For Lisa Forman, Damante’s mom and co-founder and executive director of PLP, approaching education this way is not only a form of allyship and advocacy, it’s “standing up for what’s right.”
The first half of the 2022-2023 school year saw 1,477 attempts to ban 874 individual book titles, 26% of which had LGBTQ characters or themes, according to data from Pen America, an organization that advances human rights and literature causes in the United States and worldwide.
In 2022, the Washington Blade reported that a Loudoun County, Va., school board voted to remove “Gender Queer: A Memoir,” an illustrated autobiography by non-binary author Maia Kobabe that contains descriptions and comic book style drawings of sexual acts that Kobabe uses to tell the story of the journey and struggle in discovering the author’s gender identity.

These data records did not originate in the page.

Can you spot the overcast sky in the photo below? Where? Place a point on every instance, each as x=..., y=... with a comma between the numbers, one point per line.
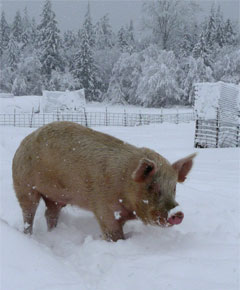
x=70, y=13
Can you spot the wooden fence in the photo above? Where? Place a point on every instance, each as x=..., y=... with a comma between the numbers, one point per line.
x=215, y=134
x=91, y=119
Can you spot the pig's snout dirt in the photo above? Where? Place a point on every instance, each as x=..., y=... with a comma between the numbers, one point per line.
x=176, y=218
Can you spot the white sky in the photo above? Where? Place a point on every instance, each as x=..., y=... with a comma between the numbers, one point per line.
x=70, y=13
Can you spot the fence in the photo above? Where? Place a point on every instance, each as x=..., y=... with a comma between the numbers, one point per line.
x=91, y=119
x=216, y=133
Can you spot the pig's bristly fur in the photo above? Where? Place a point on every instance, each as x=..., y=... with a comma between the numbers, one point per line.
x=66, y=163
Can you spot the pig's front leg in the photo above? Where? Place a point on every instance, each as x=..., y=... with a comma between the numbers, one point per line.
x=111, y=228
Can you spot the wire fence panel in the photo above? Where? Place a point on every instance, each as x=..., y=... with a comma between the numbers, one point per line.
x=91, y=119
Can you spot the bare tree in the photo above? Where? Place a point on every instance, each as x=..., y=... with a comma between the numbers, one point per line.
x=168, y=19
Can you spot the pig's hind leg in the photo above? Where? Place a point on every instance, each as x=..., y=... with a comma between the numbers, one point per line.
x=112, y=229
x=28, y=200
x=52, y=212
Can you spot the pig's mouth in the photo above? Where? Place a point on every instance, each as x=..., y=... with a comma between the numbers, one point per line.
x=169, y=220
x=175, y=219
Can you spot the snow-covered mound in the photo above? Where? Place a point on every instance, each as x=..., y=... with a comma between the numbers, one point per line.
x=65, y=101
x=22, y=104
x=212, y=96
x=200, y=253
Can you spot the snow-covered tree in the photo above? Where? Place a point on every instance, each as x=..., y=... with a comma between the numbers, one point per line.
x=227, y=65
x=19, y=86
x=4, y=33
x=49, y=42
x=125, y=78
x=125, y=38
x=202, y=50
x=193, y=71
x=167, y=20
x=17, y=27
x=13, y=52
x=229, y=34
x=158, y=84
x=104, y=36
x=88, y=27
x=85, y=70
x=105, y=60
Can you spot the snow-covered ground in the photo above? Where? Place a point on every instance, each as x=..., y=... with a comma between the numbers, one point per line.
x=28, y=104
x=201, y=253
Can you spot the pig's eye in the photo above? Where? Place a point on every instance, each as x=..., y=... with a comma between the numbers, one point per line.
x=150, y=188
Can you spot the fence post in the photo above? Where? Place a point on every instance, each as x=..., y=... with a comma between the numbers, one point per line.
x=85, y=115
x=238, y=130
x=31, y=118
x=125, y=118
x=14, y=118
x=196, y=134
x=106, y=118
x=177, y=117
x=217, y=128
x=140, y=118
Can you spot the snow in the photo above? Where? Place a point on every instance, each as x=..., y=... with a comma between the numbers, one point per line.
x=210, y=96
x=65, y=101
x=27, y=104
x=200, y=253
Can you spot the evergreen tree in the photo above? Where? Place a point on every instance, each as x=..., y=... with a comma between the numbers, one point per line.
x=70, y=45
x=219, y=37
x=229, y=34
x=210, y=34
x=27, y=29
x=17, y=27
x=4, y=33
x=104, y=34
x=85, y=70
x=13, y=53
x=186, y=46
x=49, y=42
x=88, y=26
x=126, y=41
x=202, y=50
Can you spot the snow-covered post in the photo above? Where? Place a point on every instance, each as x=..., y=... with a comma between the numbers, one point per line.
x=177, y=117
x=238, y=131
x=125, y=118
x=14, y=118
x=140, y=118
x=85, y=115
x=31, y=118
x=106, y=118
x=217, y=128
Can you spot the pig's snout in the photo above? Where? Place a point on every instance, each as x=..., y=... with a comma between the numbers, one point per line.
x=176, y=218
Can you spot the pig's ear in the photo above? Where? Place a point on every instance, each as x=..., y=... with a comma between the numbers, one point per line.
x=183, y=166
x=145, y=169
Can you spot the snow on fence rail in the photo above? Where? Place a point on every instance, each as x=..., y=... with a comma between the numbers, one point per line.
x=91, y=119
x=217, y=107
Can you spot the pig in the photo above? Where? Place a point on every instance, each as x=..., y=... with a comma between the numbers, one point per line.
x=65, y=163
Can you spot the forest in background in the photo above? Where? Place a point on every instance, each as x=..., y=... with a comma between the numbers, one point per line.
x=153, y=65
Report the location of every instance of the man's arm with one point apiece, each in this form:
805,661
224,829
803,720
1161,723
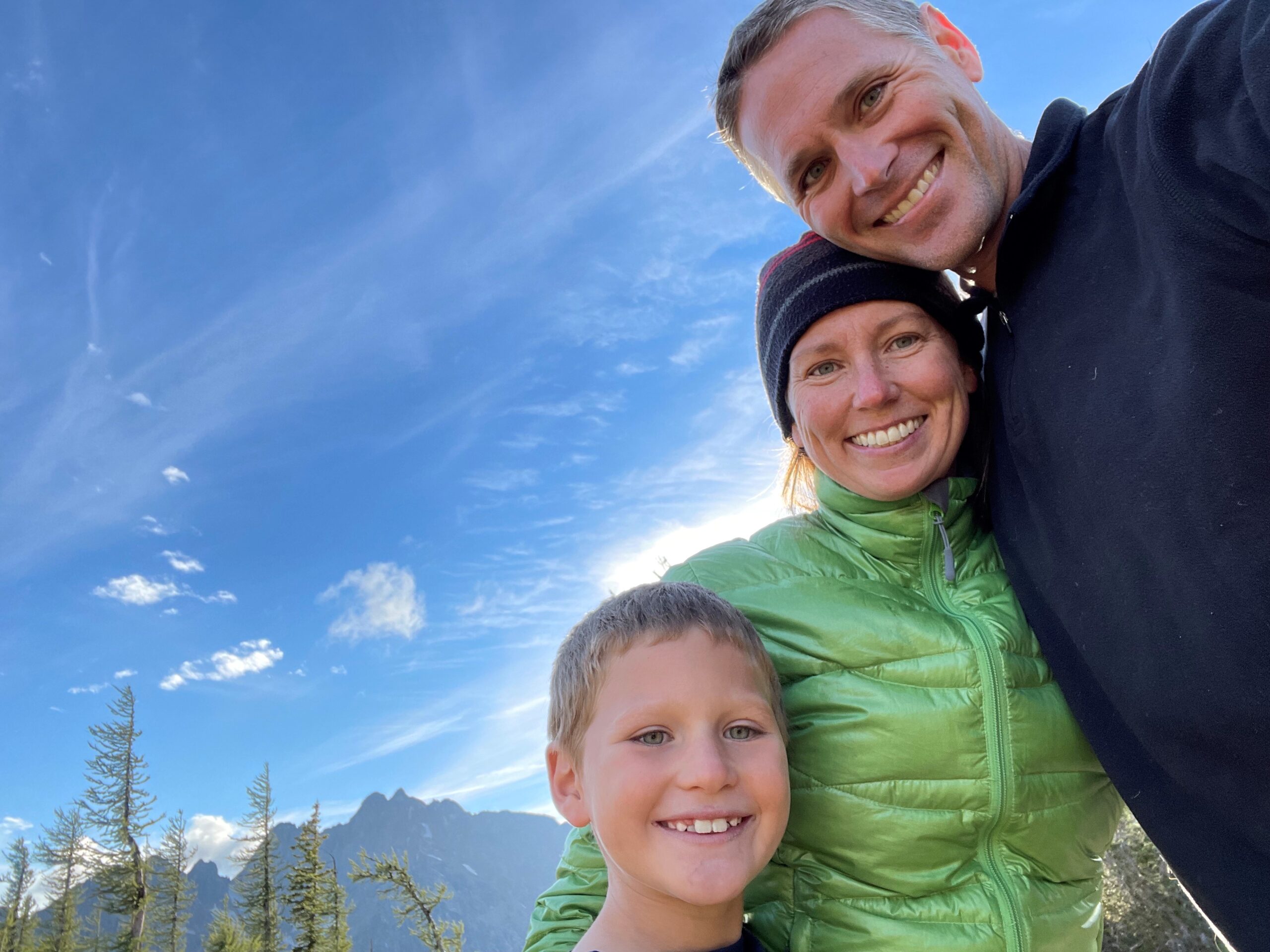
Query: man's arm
566,910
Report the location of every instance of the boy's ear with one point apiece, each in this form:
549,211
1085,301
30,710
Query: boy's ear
566,783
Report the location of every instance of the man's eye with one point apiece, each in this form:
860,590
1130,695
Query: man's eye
815,173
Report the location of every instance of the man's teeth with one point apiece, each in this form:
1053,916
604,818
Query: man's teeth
893,434
718,826
915,196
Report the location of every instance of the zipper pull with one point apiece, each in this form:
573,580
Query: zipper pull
949,565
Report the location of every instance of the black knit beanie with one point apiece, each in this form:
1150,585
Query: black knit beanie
813,278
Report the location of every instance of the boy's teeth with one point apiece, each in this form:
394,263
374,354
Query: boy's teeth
892,434
913,196
718,826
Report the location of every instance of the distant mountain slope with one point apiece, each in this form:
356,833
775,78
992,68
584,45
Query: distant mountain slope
496,864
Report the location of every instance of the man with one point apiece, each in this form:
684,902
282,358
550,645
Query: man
1128,252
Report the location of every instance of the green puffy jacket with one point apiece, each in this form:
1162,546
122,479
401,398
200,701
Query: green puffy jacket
943,795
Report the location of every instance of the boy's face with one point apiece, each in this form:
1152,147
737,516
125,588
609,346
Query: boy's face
681,737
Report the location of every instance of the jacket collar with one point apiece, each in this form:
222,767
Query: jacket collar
894,532
1056,139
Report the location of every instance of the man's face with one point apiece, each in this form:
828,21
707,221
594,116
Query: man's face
881,145
684,774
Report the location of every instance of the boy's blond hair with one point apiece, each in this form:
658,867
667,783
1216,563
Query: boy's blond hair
661,611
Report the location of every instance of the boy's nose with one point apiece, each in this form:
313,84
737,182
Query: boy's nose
706,766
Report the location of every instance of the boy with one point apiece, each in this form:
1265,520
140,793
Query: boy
667,735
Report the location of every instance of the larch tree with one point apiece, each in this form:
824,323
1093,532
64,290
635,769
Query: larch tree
308,894
414,905
17,896
338,939
65,853
173,890
119,808
257,885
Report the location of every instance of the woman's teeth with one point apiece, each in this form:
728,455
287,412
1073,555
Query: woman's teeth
915,196
893,434
701,826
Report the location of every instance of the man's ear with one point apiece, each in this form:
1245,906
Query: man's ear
566,782
953,42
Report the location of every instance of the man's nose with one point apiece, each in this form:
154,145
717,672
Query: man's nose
868,164
706,766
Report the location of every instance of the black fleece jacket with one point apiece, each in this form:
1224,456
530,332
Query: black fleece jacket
1131,476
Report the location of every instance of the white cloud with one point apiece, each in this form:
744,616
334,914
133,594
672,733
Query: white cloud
10,826
706,336
214,839
154,527
389,604
182,563
140,591
137,591
230,664
504,480
87,690
393,739
629,370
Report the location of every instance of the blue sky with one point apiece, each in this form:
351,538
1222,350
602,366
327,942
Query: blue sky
350,353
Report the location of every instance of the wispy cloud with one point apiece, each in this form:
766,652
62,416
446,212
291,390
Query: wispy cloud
230,664
141,591
385,603
504,480
87,690
182,563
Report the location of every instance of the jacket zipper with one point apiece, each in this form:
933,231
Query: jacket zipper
995,713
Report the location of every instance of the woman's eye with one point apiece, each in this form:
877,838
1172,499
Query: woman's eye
873,97
815,173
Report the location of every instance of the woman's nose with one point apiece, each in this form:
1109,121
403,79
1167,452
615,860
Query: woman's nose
873,386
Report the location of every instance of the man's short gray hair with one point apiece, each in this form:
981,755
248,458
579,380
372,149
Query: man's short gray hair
763,28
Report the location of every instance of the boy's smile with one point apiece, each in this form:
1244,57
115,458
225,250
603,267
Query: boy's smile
684,774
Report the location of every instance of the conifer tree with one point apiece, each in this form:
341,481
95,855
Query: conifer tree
17,895
119,806
226,935
257,885
339,940
309,894
173,892
414,905
64,851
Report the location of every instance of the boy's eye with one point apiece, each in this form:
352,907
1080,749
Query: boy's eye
873,97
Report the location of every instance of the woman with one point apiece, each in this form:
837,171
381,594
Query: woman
943,795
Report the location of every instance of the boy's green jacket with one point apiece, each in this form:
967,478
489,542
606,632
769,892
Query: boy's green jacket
943,795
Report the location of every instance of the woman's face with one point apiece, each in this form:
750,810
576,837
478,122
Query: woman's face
881,399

“As much as these books are for the queer kids in the classroom, they’re for every kid,” said Forman. “We’re doing this not just for the queer kids…we want to normalize the idea of being queer in the classroom.”
Looking to the upcoming celebrity panel, Damante wants to leave attendees feeling inspired enough to own their narratives, whether they identify as queer or not.
“If teachers are able to see the impact of these queer stories then they’ll understand why it’s important for them to share the books,” she said.